At the equator, it is turning at a little more than 1000 miles per hour. There are 24 time zones, and the equator is about 25,000 miles in length. So each time zone is a little more than 1000 miles wide at the equator.
it rotates towards the east. So if you were looking down from space directly above the north pole it would rotate anticlockwise.If you look from above the equator (like looking at an atlas or map of the world) then it rotates towards the right.
The Earth spins at the rate of one rotation every 23hours 56minutes 4seconds. (rounded)
An easier way to remember it is: Roughly once per day.
-- The linear speed of an object on the surface at the equator is about 1,035 miles per hour,
from west to east.
-- It's about 850 miles per hour in the middle of the continental USA, 440 miles per hour
in central Alaska, and zero at the north or south poles.
the world spins slow that is why you can't fell it moving
ask anyone who is depressed or over the age of twenty five & he or she will tell you that years are fast & days are slow. i have no idea whether this answers yr question. it's a more clever question than most I've seen on wikianswers--meaning: one that may have an actual, interesting response that would take more than four seconds to look up on wikipeda. i am unclear, tho, whether or not you were asking something which bordered on the metaphysical so i consulted this, one of my grand areas of expertise, to answer you.
The following are approximate numbers:
-- 1 revolution per day
-- 0.262 radians per hour
-- 1/4 degree per minute
-- 1,000 miles per hour for a point on the equator
The linear speed of a point on the equator is about 1,037 miles per hour.

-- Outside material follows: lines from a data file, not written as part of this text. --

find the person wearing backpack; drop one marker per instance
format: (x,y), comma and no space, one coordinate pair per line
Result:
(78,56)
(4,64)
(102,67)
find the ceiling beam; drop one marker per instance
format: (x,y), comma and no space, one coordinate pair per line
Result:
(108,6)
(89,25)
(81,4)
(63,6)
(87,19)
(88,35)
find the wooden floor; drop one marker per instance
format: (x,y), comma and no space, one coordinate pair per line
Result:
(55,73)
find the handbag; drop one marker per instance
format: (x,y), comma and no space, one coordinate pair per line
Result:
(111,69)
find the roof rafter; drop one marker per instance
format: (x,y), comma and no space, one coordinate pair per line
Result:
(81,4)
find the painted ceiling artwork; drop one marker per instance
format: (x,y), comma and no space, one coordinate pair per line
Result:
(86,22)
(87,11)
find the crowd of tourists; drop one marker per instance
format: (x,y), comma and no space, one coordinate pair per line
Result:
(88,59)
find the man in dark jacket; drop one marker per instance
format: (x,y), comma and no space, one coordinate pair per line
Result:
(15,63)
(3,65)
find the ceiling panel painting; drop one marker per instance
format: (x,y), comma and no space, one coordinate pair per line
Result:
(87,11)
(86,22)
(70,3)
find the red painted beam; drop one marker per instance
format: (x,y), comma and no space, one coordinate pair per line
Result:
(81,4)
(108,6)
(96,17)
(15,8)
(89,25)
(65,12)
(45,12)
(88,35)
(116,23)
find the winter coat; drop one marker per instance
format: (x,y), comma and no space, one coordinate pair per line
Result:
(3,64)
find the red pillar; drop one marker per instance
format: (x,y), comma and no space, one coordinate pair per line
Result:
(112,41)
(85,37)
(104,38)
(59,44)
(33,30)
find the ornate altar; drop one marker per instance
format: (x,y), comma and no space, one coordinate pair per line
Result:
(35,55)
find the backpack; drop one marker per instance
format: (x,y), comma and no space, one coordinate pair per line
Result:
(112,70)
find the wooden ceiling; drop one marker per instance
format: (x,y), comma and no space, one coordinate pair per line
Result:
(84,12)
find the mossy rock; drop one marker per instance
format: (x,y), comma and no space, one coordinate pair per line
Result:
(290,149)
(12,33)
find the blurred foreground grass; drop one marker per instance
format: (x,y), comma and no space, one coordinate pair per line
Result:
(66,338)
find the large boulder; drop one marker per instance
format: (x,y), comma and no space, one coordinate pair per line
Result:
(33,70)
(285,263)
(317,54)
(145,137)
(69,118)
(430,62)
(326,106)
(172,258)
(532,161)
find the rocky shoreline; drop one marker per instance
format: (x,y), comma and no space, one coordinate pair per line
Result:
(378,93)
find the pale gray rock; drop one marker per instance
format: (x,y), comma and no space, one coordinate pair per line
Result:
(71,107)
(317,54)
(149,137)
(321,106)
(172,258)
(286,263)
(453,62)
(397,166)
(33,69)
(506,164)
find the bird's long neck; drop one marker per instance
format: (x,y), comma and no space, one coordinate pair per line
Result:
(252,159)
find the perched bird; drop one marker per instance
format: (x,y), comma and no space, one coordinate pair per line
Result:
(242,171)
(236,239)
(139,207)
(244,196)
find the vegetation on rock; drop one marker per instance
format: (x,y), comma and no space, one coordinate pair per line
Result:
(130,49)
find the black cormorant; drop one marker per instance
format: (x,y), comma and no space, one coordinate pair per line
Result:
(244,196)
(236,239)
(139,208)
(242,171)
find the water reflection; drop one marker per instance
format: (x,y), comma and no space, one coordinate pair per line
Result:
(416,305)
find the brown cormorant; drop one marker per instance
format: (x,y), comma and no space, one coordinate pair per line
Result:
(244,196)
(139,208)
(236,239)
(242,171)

As the earth's radius
tapers down from the equator toward the poles, a point has a shorter distance to rotate and the
speed decreases, until it's zero at the poles.
Greenland is a big place, spanning a range of almost 24 degrees of latitude. The rotation speeds
differ widely, depending on exactly which place you're interested in.
At Nanortalik, near the southern tip, latitude 60.2° north, the speed is about 516 mph.
At Godthab, the capitol, latitude 64.2° north , it's about 452 mph.
At Thule, high on the west coast, latitude 77.5° north , it's about 224 mph.
And at the northernmost point on the north coast, latitude 83.6° north, it's about 114 mph.
Looking down from above the North Pole, the Earth rotates counter-clockwise; right-to left. From our perspective on the Earth, we're going east about about 900 miles per hour (depending on our latitude.)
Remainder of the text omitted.